Ekonom sekaligus penulis buku “The Psychology of Money”, Morgan Housel, menyebut bahwa uang bukan hanya soal angka, tapi soal emosi dan perilaku. Banyak keputusan finansial buruk bukan karena kurangnya ilmu, tapi karena ketidakmampuan mengelola emosi. Ketika sedih, stres, atau bahkan terlalu bahagia, otak kita cenderung melemah dalam pengambilan keputusan rasional. Akibatnya, belanja jadi pelampiasan, bukan pemenuhan.

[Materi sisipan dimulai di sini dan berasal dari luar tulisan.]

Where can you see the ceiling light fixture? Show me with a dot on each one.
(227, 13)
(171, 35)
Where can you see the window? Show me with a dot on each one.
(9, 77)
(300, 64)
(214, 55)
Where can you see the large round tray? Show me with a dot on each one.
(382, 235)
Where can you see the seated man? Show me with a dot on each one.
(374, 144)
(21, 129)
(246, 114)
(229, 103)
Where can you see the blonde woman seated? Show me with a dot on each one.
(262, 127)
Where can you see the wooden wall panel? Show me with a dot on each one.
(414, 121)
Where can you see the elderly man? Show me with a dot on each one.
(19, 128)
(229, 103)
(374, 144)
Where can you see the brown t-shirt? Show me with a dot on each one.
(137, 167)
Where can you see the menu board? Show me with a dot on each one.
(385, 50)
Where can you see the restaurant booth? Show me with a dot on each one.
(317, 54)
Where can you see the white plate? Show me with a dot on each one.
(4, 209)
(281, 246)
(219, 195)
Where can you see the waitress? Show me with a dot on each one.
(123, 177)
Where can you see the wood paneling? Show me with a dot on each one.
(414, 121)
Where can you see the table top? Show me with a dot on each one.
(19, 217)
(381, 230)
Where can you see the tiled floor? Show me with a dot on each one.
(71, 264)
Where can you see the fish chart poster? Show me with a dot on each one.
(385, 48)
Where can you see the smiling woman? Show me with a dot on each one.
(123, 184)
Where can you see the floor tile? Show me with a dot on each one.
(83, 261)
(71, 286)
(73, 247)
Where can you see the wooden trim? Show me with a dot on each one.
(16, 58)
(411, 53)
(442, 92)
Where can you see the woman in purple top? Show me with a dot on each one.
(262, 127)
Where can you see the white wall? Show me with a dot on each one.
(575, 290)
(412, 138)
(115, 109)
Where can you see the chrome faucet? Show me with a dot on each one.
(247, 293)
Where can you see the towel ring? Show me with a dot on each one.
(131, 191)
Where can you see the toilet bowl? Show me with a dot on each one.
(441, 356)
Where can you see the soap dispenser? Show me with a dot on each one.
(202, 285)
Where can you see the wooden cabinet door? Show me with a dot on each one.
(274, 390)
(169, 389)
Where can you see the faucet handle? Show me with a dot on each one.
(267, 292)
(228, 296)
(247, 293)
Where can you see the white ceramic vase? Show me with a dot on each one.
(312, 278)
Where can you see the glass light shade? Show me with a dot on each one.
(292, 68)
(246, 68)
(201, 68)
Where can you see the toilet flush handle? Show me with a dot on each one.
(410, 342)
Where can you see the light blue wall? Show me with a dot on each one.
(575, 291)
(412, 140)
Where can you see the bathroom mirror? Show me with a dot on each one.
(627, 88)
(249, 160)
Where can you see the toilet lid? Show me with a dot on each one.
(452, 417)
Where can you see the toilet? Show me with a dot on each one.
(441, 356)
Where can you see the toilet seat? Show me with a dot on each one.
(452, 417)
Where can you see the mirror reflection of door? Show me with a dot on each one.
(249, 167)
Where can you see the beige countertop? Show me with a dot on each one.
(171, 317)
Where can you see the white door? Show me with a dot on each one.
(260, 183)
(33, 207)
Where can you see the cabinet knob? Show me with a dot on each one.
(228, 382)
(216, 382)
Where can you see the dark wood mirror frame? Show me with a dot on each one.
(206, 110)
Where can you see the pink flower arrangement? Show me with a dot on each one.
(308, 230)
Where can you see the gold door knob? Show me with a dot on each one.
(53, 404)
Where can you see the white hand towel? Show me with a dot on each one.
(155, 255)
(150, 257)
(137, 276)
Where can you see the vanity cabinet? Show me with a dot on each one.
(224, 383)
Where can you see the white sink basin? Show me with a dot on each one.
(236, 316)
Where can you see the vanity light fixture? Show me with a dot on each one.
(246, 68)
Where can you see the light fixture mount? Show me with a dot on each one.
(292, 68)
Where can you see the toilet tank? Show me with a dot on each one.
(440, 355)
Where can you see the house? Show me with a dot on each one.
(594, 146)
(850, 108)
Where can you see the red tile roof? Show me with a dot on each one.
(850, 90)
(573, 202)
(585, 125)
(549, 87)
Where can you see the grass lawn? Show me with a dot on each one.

Daniel Kahneman, peraih Nobel Ekonomi, dalam Thinking, Fast and Slow, menjelaskan bahwa otak punya dua sistem: cepat (emosional) dan lambat (rasional). Saat belanja impulsif, yang aktif biasanya sistem cepat. Kita nggak sempat mikir panjang, langsung ambil barang karena merasa “ini bikin aku bahagia.”
Cerita klasiknya: orang habis putus cinta beli sepatu mahal, bukan buat jalan-jalan, tapi biar ngerasa berharga kembali. Padahal, besoknya nyesel karena limit kartu kredit jebol.
Solusinya? Coba jeda. Tunda 24 jam sebelum beli barang yang nggak direncanakan. Tulis daftar belanja. Dan paling penting, sadari bahwa bahagia itu bukan dari barang, tapi dari ketenangan kepala dan dompet.
Belanja boleh, tapi jangan sampai dompet jadi korban mood swing.